| |
Den CXLV. Psalm.
V, o mijn God, die eeuwigh Koningh hiet,
V sal ick gaen verhoogen met mijn lied;
Vw Naem, altoos; ja, 'k sal hem dagh aen dagh,
In eeuwigheyd, beroemen wat ick magh.
De Heer is groot en prijsens-waerd bevonden,
Sijn grootheyd is by niemand te door-gronden.
Vw wercken, Heer, uw hooge mogentheden,
| |
| |
Die sullen zijn van zaed tot zaed beleden.
2 De luyster van uw eer' en heerlickheyd,
Sal by my zijn gesongen en geseyt;
Vw wond'ren, die ghy groot en veel wel-eer
Hebt uyt-gericht, sal ick beroemen, Heer.

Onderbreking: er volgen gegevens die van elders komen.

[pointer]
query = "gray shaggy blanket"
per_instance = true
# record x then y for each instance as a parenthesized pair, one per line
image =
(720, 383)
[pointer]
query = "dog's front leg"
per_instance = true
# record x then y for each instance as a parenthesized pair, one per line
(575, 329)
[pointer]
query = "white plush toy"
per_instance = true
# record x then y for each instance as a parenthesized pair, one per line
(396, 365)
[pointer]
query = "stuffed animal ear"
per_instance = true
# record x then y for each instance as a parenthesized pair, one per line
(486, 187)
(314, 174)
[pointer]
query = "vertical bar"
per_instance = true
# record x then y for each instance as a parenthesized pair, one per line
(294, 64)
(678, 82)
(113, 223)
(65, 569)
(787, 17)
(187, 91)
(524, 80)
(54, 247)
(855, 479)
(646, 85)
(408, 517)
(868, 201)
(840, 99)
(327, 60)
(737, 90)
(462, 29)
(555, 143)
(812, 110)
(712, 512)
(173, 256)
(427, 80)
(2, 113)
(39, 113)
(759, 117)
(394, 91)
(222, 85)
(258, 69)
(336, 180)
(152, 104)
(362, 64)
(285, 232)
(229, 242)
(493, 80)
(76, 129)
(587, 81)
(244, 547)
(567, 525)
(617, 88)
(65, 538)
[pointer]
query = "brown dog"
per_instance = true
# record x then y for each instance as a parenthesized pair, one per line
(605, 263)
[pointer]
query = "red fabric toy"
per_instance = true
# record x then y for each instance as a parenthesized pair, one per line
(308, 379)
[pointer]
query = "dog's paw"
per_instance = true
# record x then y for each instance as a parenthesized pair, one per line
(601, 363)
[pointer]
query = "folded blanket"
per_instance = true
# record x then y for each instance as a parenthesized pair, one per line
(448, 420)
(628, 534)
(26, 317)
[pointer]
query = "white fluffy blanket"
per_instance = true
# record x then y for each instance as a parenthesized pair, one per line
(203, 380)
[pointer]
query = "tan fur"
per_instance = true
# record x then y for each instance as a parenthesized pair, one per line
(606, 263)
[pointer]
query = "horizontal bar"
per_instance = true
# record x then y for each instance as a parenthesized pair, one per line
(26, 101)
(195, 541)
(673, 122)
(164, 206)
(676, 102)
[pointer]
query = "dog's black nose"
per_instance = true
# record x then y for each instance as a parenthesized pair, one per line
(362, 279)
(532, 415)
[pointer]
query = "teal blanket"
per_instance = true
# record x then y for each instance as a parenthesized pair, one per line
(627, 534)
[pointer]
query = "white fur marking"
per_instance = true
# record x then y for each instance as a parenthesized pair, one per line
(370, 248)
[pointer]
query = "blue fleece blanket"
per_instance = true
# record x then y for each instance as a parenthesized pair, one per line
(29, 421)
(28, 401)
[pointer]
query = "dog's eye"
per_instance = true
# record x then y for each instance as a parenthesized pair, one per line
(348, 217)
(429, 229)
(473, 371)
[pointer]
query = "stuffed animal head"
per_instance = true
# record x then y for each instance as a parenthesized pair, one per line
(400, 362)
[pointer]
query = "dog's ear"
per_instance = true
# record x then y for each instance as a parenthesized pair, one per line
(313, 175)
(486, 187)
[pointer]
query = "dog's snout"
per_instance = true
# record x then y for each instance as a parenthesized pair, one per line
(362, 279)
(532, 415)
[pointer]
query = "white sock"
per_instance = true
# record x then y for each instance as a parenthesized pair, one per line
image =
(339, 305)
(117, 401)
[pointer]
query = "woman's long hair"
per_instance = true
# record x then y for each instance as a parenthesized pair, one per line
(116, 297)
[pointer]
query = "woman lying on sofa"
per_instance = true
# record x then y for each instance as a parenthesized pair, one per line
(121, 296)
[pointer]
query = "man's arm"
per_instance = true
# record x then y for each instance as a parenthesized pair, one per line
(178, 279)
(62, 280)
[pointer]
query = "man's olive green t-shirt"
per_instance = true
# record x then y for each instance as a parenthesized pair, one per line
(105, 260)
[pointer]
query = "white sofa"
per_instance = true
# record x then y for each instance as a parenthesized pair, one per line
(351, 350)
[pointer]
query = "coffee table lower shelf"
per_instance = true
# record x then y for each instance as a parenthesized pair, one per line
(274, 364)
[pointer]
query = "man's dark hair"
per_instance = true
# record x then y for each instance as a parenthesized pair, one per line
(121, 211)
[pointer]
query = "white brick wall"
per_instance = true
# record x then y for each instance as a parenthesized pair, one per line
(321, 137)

Het Volck sal oock verkondigen uw daden,
Die groot van kracht, die vol zijn van genaden;
En uwe gunst sal ick haer gaen vertellen,
Die opentlijck voor aller oogen stellen;
3 Soo sullen sy die singen over-luyt,
In over-vloed, met my gaen storten uyt.
Vw recht, dat ick verkondigh' en betuygh',
Sal van haer zijn beroemt met bly gejuygh.
Bermhertigh moet de Heere zijn beleden,
Langhmoedigh, groot van goedertierentheden,
Aen allen goed. In al des Heeren wercken
Is sijn genaed' en goedheyd aen-te-mercken.
| |
Pause.
4 V loven all' uw groote daden, Heer;
Vw Vrienden, siet, die maecken-groot uw eer'.
De Heerlickheyd uw's Rijcks sal oock by haer
Verkondight zijn; uw macht, in 't openbaer,
Zijn uyt-geseyt; om uwe mogentheden
By menschen voorts te hebben hoogh beleden.
Om kond te doen den roem van uwen Rijcke,
Dat noyt en sagh, noch sien sal sijns gelijcke.
5 Vw Koningh-rijck, is 't Rijck van eeuwigheyd;
Vw Heerschappy, uw Goddelick beleyd,
Gaet van het een tot 't ander zaed alleen.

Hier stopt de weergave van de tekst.